Das hat weitreichende Auswirkungen, denn die je individuellen Strategien im Umgang mit diesem riesigen blinden Fleck sind auch für Organisationen nicht leicht zu verdauen. Karrierismus ist eine beliebte Strategie: Wenn man schon nichts dran ändern kann, dass man Geld verdienen muss, dann möchte man schon bitte recht viel davon. Und da die im Vergleich zur Normalbevölkerung überproportional studentische und gut vernetzte urbane Linke hier auch Möglichkeiten ohne Ende hat – von der Mitarbeiterstelle beim MdB deiner Wahl über die Funktionärsposten in Stiftungen und Gewerkschaften bis zu dann schon ganz „unpolitischen“ (einer muss es ja machen) Leitungsfunktionen in Bürokratie, Medienzirkus oder bei Konzernen -, lockt der Aufstieg. Irgendeine Scham muss man nicht empfinden, denn wenn man nicht gerade Bulle wird, interessiert es eigentlich keinen, was man arbeitstechnisch so macht. Es ist Privatsache.

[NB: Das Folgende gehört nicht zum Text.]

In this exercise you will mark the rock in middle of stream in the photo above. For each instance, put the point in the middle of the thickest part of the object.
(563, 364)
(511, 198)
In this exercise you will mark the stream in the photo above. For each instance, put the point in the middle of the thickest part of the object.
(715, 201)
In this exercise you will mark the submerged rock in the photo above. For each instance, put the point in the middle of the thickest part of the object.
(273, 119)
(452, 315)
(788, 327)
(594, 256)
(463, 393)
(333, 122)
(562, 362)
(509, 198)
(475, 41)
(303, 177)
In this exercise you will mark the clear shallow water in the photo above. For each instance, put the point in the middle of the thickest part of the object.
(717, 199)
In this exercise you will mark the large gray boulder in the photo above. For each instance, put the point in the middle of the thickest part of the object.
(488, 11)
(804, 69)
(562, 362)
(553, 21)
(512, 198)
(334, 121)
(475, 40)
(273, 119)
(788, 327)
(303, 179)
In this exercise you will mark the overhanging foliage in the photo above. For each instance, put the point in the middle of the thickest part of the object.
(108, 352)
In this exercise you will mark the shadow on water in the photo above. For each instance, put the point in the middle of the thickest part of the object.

Nun besteht auch die außerparlamentarische Linke nicht zu 100 Prozent aus aufstiegswilligen Karrierist:innen, wahrscheinlich nicht einmal mehrheitlich. Aber auch dem Rest, der unterbezahlt und ausgepowert vor sich hin malocht, bleibt nicht viel anzufangen mit diesem Schicksal. Auf einem durchschnittlichen Plenum sitzen dann vielleicht ein:e Erzieher:in, ein:e Handwerker:in, fünf Student:innen und drei Erwerbslose. Dass mehrere Leute aus einem Betrieb zufällig auch in der selben Gruppe sind, ist eher selten. Man verbannt daher den Bereich, der einen Großteil der eigenen Lebenszeit einnimmt, aus dem eigenen Aktivismus und kümmert sich lieber um andere wichtige Themen. Im Betrieb erzählt man am Besten gar nicht, dass man Kommunist:in, Anarchist:in oder sonstwas ist, das gibt nur Stress.
Das Ergebnis ist eine radikale Linke, die sich zwar (zurecht natürlich) mit internationalen und gesellschaftspolitischen Fragen beschäftigt, aber keine Kraft in der Arbeiter:innenklasse hat, die trotz aller Unkenrufe nun mal die breiteste soziale Klasse mit gemeinsamen Interessen auch in diesem Land ist. Dass dann gelegentlich Bücher und Artikel erscheinen, die beschwören, wie unendlich wichtig die Klassenfrage ist, ändert daran auch nichts, denn die zirkulieren sehr selten in Belegschaften als Pausenlektüre.
Ein Banner zu malen, śich vor einen Betrieb stellen, wenn da mal was geht, und sich solidarischen zeigen, ist da uniroisch schon besser als nichts. Es ersetzt aber nicht, als Gleiche:r unter Gleichen in einem Betrieb mit den eigenen Kolleg:innen zu diskutieren, für die eigene Weltanschauung zu werben und der meistens ohnehin schon vorhandenen Wut eine Richtung zu geben.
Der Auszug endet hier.